Sharing lessons New Zealand learned in developing asset inventory, Ross shared that often people just get involved in far too much detail in the initial building of their asset inventory.
Sometimes they just try to do the 100 percent high level of detail, then they get bogged down. Since they don’t have the human resources or the contract resources to continue, they never get it finished.
Ross said there were many instances in New Zealand that this happened and he intimated that the same instance is true in the US. He mentioned about some notable cases like that where people undertook asset inventory for maybe three or four years and never finished.
Important things to remember in developing asset inventory
Based on Ross’ experience, here are some indicators:
- If you can’t do the initial inventory build in six months you’re not doing it right.
- Even three months but if you haven’t started yet, just give it a hit.
- Do it over a level of detail that allows you to finish in three to six months.
- This will form the basis of all the rest of your analyses around asset management.

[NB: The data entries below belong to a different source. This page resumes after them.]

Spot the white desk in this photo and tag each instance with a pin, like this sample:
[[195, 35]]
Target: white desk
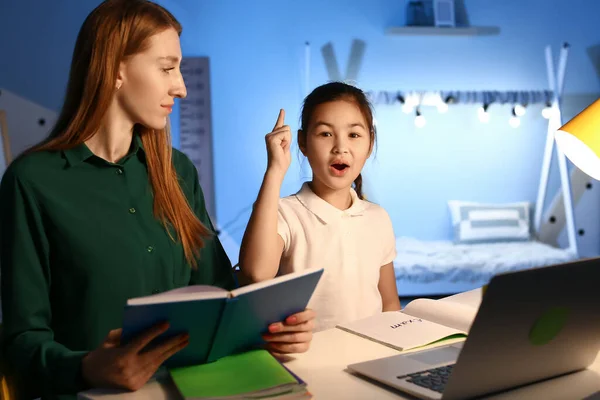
[[323, 369]]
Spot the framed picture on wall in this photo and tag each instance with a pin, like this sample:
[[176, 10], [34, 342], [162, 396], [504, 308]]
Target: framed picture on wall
[[5, 154]]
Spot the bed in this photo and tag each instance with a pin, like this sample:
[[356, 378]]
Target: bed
[[442, 267]]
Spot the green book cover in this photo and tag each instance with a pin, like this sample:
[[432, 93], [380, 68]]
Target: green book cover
[[237, 374]]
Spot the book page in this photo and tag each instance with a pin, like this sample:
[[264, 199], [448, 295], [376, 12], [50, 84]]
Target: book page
[[453, 315], [400, 331], [270, 282], [186, 293]]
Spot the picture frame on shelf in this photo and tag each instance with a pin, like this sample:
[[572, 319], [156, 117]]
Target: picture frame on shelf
[[444, 14]]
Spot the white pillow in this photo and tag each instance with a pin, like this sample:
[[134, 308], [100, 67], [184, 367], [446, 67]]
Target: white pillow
[[486, 223]]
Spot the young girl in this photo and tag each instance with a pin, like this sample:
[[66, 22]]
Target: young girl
[[327, 223]]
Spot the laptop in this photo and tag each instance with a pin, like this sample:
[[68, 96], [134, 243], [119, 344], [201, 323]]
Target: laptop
[[531, 325]]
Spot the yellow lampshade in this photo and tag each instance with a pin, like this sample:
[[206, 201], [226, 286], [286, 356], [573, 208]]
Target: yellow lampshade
[[579, 140]]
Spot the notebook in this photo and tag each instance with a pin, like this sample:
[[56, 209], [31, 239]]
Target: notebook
[[254, 374], [422, 322], [219, 322]]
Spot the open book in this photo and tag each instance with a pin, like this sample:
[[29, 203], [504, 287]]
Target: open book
[[220, 322], [422, 322]]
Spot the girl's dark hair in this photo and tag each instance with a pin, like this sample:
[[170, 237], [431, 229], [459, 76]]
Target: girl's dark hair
[[333, 91]]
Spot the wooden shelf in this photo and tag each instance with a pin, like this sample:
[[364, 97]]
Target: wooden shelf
[[442, 31]]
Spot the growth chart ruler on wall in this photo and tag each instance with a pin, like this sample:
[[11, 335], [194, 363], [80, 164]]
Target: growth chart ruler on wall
[[357, 52], [195, 132], [550, 230]]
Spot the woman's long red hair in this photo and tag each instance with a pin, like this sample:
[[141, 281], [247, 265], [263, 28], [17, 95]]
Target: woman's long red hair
[[114, 31]]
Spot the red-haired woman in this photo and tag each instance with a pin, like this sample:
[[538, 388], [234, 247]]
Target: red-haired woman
[[105, 210]]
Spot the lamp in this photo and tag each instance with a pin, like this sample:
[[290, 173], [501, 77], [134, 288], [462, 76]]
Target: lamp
[[579, 140]]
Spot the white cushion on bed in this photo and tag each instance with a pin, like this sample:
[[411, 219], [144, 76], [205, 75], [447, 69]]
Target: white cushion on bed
[[484, 223], [428, 261]]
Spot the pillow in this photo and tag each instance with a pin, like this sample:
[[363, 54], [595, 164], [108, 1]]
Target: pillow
[[487, 223]]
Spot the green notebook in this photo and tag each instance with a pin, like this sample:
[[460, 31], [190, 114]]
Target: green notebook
[[253, 373]]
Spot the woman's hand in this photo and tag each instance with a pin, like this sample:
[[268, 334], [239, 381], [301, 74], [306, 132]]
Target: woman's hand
[[292, 335], [130, 366], [278, 146]]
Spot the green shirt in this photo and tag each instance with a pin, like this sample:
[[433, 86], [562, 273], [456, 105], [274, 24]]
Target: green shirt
[[78, 238]]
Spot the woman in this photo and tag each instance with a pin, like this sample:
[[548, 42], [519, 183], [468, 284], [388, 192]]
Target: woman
[[105, 210]]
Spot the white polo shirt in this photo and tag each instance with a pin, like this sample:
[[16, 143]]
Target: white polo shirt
[[351, 245]]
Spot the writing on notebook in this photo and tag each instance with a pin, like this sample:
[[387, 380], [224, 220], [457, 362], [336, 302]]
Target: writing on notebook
[[407, 322]]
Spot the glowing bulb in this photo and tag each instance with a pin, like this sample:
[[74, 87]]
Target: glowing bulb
[[514, 121], [519, 110], [420, 121], [484, 116]]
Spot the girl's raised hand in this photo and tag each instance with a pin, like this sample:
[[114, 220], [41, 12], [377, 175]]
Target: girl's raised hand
[[278, 146]]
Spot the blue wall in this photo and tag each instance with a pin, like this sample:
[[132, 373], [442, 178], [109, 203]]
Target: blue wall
[[257, 56]]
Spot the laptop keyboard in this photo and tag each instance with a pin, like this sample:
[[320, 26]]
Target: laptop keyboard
[[433, 379]]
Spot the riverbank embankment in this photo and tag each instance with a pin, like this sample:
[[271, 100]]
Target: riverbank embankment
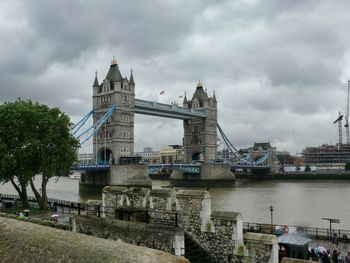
[[318, 175]]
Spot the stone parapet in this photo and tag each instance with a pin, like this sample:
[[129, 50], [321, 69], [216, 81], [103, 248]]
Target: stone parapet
[[130, 175], [36, 243], [294, 260], [261, 248]]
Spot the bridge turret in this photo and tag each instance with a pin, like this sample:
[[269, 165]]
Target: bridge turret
[[116, 138], [200, 134]]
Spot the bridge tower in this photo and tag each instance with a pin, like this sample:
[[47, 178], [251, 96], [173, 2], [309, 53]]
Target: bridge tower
[[200, 134], [116, 138]]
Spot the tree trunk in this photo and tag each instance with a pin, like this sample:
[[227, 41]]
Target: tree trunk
[[22, 192], [36, 193], [41, 198], [43, 202]]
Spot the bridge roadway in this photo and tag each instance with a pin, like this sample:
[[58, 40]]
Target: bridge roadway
[[166, 110], [155, 168]]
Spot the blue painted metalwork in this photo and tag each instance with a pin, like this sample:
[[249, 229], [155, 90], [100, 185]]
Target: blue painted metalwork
[[189, 168], [91, 167], [81, 122], [244, 161], [166, 110], [98, 124]]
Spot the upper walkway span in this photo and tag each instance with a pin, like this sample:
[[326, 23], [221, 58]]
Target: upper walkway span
[[167, 110]]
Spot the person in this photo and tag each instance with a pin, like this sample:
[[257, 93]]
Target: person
[[335, 256], [347, 258]]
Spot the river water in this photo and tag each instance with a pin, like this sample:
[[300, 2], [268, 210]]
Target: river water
[[295, 202]]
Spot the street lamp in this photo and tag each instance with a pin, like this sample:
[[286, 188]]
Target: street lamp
[[271, 211], [331, 220]]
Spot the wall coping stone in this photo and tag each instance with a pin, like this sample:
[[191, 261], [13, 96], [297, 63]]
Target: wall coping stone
[[93, 202], [114, 189], [226, 215], [261, 238], [195, 194], [161, 192], [293, 260]]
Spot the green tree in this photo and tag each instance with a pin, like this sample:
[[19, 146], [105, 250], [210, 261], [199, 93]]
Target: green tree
[[347, 166], [34, 139], [307, 168]]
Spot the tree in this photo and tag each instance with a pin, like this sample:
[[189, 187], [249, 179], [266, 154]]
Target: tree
[[307, 168], [34, 139], [347, 166]]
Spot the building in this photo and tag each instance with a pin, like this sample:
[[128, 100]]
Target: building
[[85, 158], [172, 154], [168, 154], [327, 154], [149, 156]]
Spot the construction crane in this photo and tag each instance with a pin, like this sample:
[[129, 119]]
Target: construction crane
[[347, 117], [338, 120]]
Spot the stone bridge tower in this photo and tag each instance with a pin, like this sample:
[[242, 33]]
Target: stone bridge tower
[[116, 137], [200, 134]]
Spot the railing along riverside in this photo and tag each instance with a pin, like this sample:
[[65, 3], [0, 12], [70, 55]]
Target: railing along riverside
[[312, 232], [173, 217], [170, 218]]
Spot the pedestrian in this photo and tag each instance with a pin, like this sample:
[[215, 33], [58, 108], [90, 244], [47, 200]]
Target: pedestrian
[[347, 258]]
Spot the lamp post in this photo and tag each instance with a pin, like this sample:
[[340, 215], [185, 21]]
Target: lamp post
[[331, 220], [271, 211]]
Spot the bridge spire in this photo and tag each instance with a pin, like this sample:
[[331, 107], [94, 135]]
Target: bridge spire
[[114, 61], [185, 100], [96, 80], [131, 80]]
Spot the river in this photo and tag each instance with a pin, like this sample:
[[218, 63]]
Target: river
[[295, 202]]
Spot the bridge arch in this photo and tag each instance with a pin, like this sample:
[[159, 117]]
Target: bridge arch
[[105, 156], [197, 156]]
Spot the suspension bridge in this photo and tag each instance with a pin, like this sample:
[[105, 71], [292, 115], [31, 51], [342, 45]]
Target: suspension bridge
[[112, 131]]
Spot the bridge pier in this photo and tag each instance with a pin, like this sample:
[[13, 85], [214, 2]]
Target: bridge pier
[[211, 175], [132, 175], [92, 182]]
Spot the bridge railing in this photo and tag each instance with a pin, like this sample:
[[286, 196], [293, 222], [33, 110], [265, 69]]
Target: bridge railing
[[167, 107]]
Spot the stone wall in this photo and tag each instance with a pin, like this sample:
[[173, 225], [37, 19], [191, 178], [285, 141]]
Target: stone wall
[[216, 231], [32, 243], [137, 233], [219, 233], [260, 248], [293, 260]]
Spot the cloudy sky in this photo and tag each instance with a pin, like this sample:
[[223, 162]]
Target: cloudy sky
[[279, 68]]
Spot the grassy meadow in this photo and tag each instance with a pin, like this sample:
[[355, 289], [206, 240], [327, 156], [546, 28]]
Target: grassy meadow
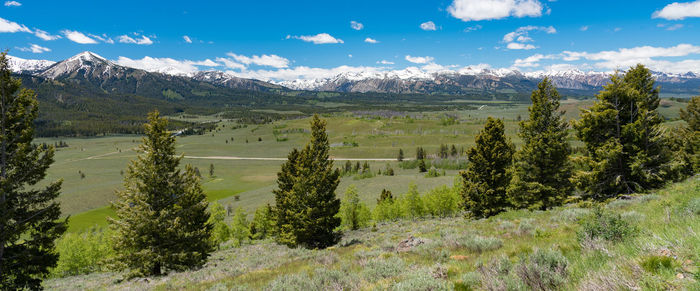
[[92, 169]]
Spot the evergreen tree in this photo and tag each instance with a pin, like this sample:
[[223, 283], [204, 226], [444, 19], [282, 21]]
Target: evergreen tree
[[29, 215], [542, 168], [687, 141], [625, 148], [162, 216], [487, 176], [306, 204], [385, 196], [263, 224], [354, 214]]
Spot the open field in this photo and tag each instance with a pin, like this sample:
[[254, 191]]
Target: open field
[[356, 136], [662, 252]]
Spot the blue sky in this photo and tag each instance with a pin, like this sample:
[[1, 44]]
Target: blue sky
[[305, 39]]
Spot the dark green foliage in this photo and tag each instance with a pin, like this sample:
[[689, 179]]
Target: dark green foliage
[[420, 153], [487, 176], [421, 166], [306, 206], [29, 214], [605, 225], [625, 149], [353, 213], [541, 167], [686, 141], [385, 196], [162, 216], [263, 224]]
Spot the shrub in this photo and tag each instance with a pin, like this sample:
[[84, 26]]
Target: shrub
[[82, 253], [353, 213], [422, 279], [379, 268], [543, 270], [605, 225], [694, 206], [442, 201], [658, 264]]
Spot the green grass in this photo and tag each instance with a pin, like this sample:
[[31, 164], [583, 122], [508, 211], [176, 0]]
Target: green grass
[[105, 159]]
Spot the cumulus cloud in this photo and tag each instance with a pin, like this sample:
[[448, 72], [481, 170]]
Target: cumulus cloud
[[144, 40], [45, 35], [37, 49], [520, 46], [165, 65], [356, 25], [517, 38], [274, 61], [428, 26], [419, 60], [472, 28], [474, 10], [321, 38], [12, 27], [78, 37], [678, 11]]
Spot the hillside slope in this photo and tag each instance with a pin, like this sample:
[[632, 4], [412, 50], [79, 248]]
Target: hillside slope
[[515, 249]]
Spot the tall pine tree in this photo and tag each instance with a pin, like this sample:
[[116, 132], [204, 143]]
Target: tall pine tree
[[625, 148], [487, 175], [162, 216], [542, 168], [306, 205], [29, 215]]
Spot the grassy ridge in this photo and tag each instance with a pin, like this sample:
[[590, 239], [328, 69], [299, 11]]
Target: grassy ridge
[[456, 253]]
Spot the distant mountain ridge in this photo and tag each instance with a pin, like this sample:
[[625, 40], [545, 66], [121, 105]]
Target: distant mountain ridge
[[470, 80]]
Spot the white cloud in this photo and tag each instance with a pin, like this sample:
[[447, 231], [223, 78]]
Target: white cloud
[[103, 38], [12, 27], [274, 61], [678, 11], [520, 46], [231, 64], [472, 28], [428, 26], [517, 38], [356, 25], [321, 38], [419, 60], [78, 37], [474, 10], [165, 65], [144, 40], [37, 49], [45, 35]]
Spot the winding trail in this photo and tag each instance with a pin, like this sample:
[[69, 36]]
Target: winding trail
[[283, 159]]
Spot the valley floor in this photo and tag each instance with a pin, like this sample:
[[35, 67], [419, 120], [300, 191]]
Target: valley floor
[[501, 252]]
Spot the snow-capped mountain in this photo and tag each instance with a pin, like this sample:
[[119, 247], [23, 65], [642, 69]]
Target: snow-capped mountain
[[469, 80], [24, 66]]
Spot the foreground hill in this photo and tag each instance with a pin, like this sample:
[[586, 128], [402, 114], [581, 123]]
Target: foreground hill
[[647, 241]]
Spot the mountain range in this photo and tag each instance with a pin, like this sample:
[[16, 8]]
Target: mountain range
[[467, 81]]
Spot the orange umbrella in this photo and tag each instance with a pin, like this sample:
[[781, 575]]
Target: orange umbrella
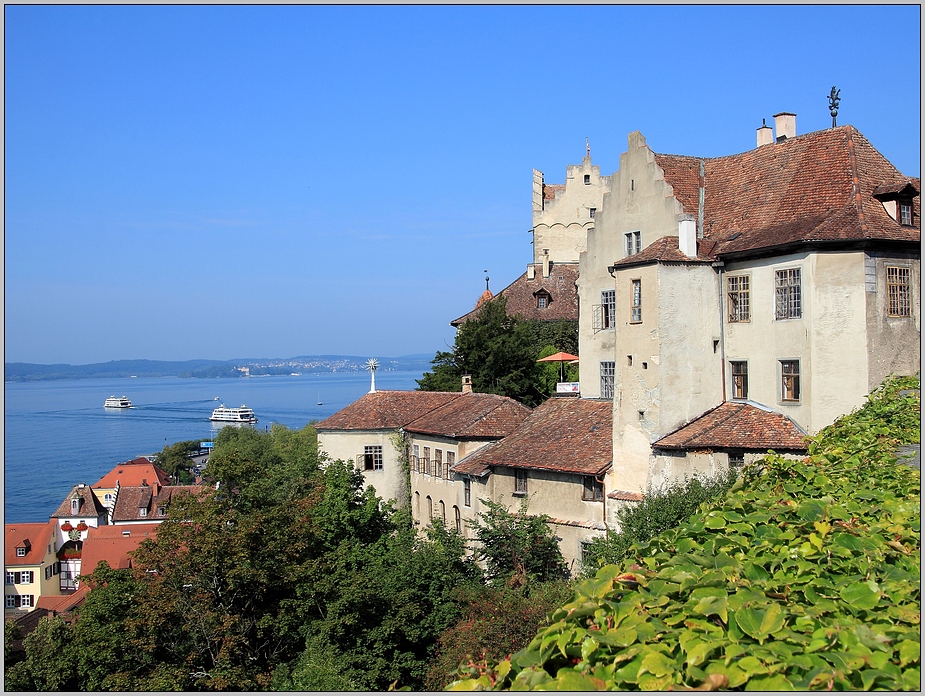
[[560, 357]]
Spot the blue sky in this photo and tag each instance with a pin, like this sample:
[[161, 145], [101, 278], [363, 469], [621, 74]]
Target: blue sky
[[249, 181]]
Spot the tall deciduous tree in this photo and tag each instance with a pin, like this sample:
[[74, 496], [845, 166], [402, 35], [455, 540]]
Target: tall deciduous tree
[[497, 350]]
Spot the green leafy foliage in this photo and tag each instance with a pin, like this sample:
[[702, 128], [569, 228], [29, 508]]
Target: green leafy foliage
[[806, 576], [497, 350], [661, 509], [517, 545]]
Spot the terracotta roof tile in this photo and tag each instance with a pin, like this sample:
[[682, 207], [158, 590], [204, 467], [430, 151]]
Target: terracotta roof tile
[[521, 295], [90, 505], [386, 410], [737, 425], [113, 544], [34, 536], [132, 473], [568, 435], [473, 415], [817, 187]]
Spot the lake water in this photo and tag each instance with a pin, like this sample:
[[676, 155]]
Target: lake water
[[57, 433]]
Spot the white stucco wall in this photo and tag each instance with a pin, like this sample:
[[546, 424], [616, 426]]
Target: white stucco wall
[[388, 483]]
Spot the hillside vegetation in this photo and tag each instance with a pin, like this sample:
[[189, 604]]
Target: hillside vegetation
[[805, 576]]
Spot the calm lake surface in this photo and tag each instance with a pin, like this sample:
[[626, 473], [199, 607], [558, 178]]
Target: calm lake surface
[[57, 433]]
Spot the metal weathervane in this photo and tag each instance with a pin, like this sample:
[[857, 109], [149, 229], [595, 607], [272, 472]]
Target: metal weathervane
[[833, 103]]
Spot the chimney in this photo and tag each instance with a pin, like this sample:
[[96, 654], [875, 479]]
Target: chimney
[[687, 235], [765, 134], [785, 124]]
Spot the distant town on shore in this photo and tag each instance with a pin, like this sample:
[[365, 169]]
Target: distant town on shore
[[244, 367]]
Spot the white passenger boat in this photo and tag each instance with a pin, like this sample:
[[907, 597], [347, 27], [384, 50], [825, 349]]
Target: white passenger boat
[[117, 402], [233, 415]]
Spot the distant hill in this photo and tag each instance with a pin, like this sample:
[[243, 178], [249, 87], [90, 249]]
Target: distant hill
[[31, 372]]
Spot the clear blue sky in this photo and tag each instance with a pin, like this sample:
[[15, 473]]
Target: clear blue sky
[[222, 182]]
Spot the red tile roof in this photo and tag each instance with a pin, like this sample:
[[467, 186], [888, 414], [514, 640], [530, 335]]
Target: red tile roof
[[113, 544], [386, 410], [133, 473], [521, 295], [567, 435], [737, 425], [34, 536], [89, 507], [473, 415], [817, 187]]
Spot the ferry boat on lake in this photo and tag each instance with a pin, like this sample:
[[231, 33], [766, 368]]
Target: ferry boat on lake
[[233, 415], [117, 402]]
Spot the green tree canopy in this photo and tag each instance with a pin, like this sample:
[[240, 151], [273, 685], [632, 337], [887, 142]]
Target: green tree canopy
[[497, 350]]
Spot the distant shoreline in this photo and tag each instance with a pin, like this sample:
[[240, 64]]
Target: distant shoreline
[[210, 369]]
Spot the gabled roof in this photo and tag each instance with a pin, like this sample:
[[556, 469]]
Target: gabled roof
[[473, 415], [34, 536], [566, 435], [113, 544], [817, 187], [521, 295], [133, 473], [386, 410], [737, 425], [89, 507]]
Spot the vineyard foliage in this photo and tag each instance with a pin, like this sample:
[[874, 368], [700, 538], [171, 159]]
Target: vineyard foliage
[[805, 576]]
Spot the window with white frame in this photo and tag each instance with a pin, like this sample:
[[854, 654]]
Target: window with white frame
[[788, 294], [607, 375], [790, 380], [739, 369], [520, 481], [372, 457], [899, 291], [592, 488], [636, 306], [632, 242], [608, 308], [737, 299]]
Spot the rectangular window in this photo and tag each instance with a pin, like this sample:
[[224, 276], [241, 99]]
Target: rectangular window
[[607, 373], [737, 299], [372, 457], [520, 482], [608, 308], [898, 290], [592, 489], [788, 297], [632, 243], [636, 307], [739, 379], [790, 380]]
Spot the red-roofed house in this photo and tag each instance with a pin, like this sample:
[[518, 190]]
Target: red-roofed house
[[558, 459], [30, 564], [787, 275]]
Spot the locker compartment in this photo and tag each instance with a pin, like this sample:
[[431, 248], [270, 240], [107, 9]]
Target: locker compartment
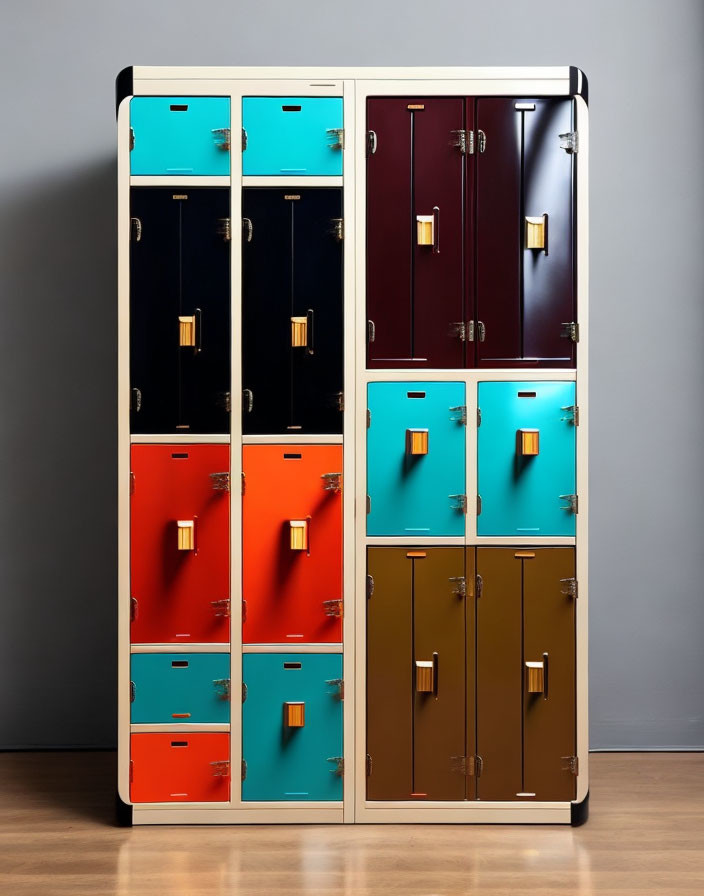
[[176, 688], [415, 240], [180, 135], [292, 544], [179, 310], [292, 136], [180, 768], [179, 544], [416, 494], [292, 310], [525, 298], [527, 492], [420, 629], [292, 726]]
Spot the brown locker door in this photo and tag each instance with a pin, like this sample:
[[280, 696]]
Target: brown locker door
[[549, 637], [499, 681], [390, 674], [439, 635]]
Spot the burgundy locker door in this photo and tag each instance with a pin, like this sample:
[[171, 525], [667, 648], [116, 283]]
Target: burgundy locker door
[[389, 287], [498, 232], [438, 169]]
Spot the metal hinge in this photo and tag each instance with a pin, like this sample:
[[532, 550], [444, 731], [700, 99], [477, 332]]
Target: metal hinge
[[570, 141], [570, 330]]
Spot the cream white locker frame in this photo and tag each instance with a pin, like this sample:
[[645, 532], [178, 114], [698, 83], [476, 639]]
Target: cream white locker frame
[[354, 85]]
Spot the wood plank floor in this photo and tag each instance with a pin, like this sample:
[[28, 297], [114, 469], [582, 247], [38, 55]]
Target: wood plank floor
[[645, 836]]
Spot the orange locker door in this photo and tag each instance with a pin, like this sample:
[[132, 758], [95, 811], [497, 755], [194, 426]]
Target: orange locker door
[[292, 544], [180, 768]]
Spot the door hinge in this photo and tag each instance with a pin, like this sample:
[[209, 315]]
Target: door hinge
[[570, 141], [570, 330]]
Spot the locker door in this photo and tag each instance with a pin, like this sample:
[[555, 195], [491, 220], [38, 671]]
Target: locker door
[[439, 689], [525, 485], [291, 751], [205, 301], [390, 674], [154, 297], [175, 688], [180, 594], [549, 705], [266, 310], [548, 276], [499, 682], [416, 493], [292, 544], [178, 768], [292, 135], [317, 366], [180, 135]]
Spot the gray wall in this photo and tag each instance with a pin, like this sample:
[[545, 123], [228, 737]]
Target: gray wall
[[57, 282]]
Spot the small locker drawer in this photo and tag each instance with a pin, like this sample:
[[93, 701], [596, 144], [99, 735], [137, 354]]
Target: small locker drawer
[[180, 768], [292, 726], [292, 135], [177, 688], [180, 135]]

Heather advised that one doesn’t need to collect asset information that won’t be valued. She outlined:
- If you’re not going to use the information for something you don’t need to collect it. Like what Ross said, if you would just get started on a level that you feel comfortable with, then you can always add to it later.
- If you want to add some extra fields or extra information about an asset you can always add to it later.
- If you start down the path of collecting too much, you won’t be able to complete it.
Lessons learned from actual asset inventory experiences
Heather related about one particular authority that was going to put in approximately 45 different pieces of data about an asset and realized they can’t do it after working on the first five assets.
So they regrouped and said, “We really only need about maybe six to ten pieces of information depending on the asset.” They resolved that they are not going to collect everything now and if they need something later they can go back and add it.
Heather emphasized that asset management practitioners don’t need to make asset inventory so complicated that they can’t get it done.
Asset inventory is really about collecting the information that you think will be valuable to you in your asset management program and you feel comfortable that you know the stuff that you have access to.
Ross narrated his experience doing asset inventory building back in the mid-90s and a really good tip is to pick quite a small area of the utility or field. He explains:
If you’ve got a number of towns that you’re looking after, choose one of those smaller towns. Because the principle is, you can put that into your asset register really quick and then have a look at it.
Pick something small and do a pilot test – get your data capture sorted in the pilot test, and your data information levels. Then everybody agrees that that’s what we want, that’s what we need.
As you gather data and discover that it isn’t right for your needs, it’s really quick to redo or to do over again. Don’t be afraid of some trial and error in this pilot testing phase.
Then apply it to your bigger areas once you got that sorted out. If you do the pilot, get everybody in agreement to the data sets, level of detail, and level of accuracy and what works well for you as an organisation. Completing a good pilot really de-risks the total asset inventory build.